Because Expanded Universe does not apply for any of the works in the primary medium. None of the TV spinoffs are expanded universe, they're just spinoffs.

In the case of SJA and Torchwood at least, they explicitly overlap with the TV series too in both early 21st century setting as well as some of the writers.

OldManHoOh Since: Jul, 2010
Jul 29th 2013 at 4:17:43 PM •••

I agree that it implies there's some conspiracy about "primary canon", but Expanded Universe is just "anything not in the original or primary media".

TheKman Since: Nov, 2010
Oct 11th 2011 at 2:05:10 PM •••

Were the Time Lords written out in Scream of the Shalka? Been a while since I watched it, but I thought they were the ones remotely piloting his TARDIS in the start...?

168.8.212.124 Since: Dec, 1969
Dec 2nd 2010 at 12:18:00 PM •••

I haven't read Lungbarrow, but what I have confuses me.

1. Pythian curse? Time Lords aren't superstitious.

2. The Other (who somehow is also the Doctor) commits suicide to make a political point. I cannot see the Doctor doing anything like that - if anything, he'd just run.

3. Rassilon was pretty damn close to a Physical God. If he'd been evil, he never would've left power, much left allowed himself to be confined to a tomb, as in Five Doctors.

4. The Looms. While some sort of genetic engineering fits Time Lord society quite well, FORTY cousins at a time? With life spans measured in centuries? They'd be overpopulated very quickly indeed.

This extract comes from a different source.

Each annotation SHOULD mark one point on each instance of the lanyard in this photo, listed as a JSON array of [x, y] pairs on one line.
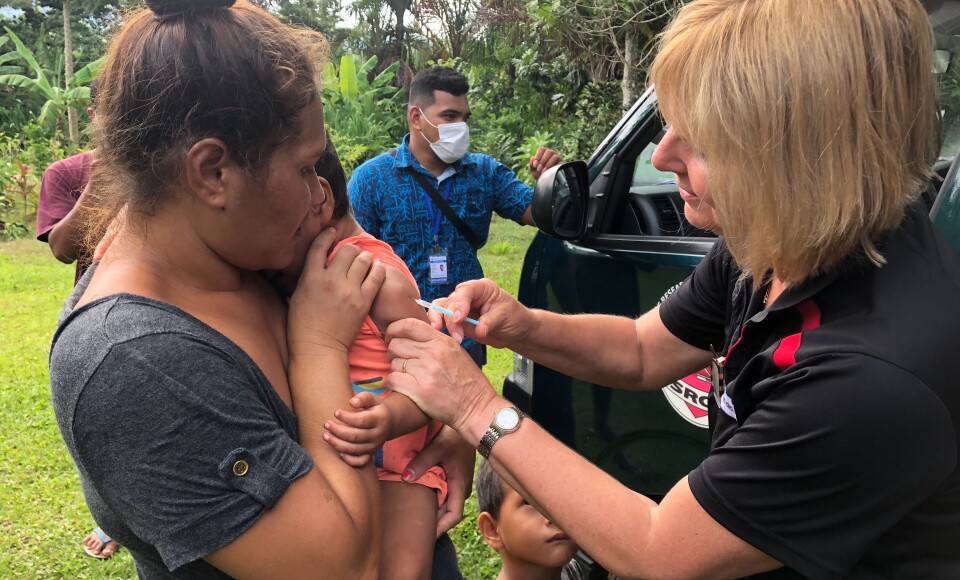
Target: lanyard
[[436, 216]]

That's my rant done with, and if somebody who has read the book could offer an explanation, I'd be intensely grateful.

Hide / Show Replies
Grimace Since: May, 2009
Dec 3rd 2010 at 5:14:40 PM •••

Been ages since I've read it (going thru the series again at the moment), but in answer to the queries: 1. It was more an actual, magical curse that sterilised them than the Pythian's going "oogidy boogedy boo!" But maybe that did that too. Fun to imagine it, either way.

2. The Other isn't actually, really, totally the Doctor. Sort of. The Doctor's just a reincarnation of him, after he threw himself into Looms. Allegedly.

3. Rassilon had access to loads of Tech, but was still a Timelord. Just an incredibly inventive, politically powerful one. If the rest of the Timelords were turning against him, running off to hang out in a Tomb may have looked like a good idea (maybe there's a more detailed explanation of his downfall somewhere, don't recall myself sorry).

4. I recall it's a 40 cousins limit - once a house has 40, it stops, and a new one would be "loomed" (that's a word now) only when anoher cousin finally died. So Gallifrey would probably have decades/centuries where no new Timelords would appear. Which would make buying Christmas gifts really, really boring I bet.

Hope that helps! Anyone else wanna chime in would be great, my memory is pretty sketchy.

Lullabee Since: Jan, 2001
Mar 24th 2010 at 9:42:53 PM •••

So does anyone think that this should have the Whoniverse character list? They're all Expanded Universe characters over there.

Edit: never mind, someone already posted a topic to this effect, and I decided two's a quorum and sorted it out.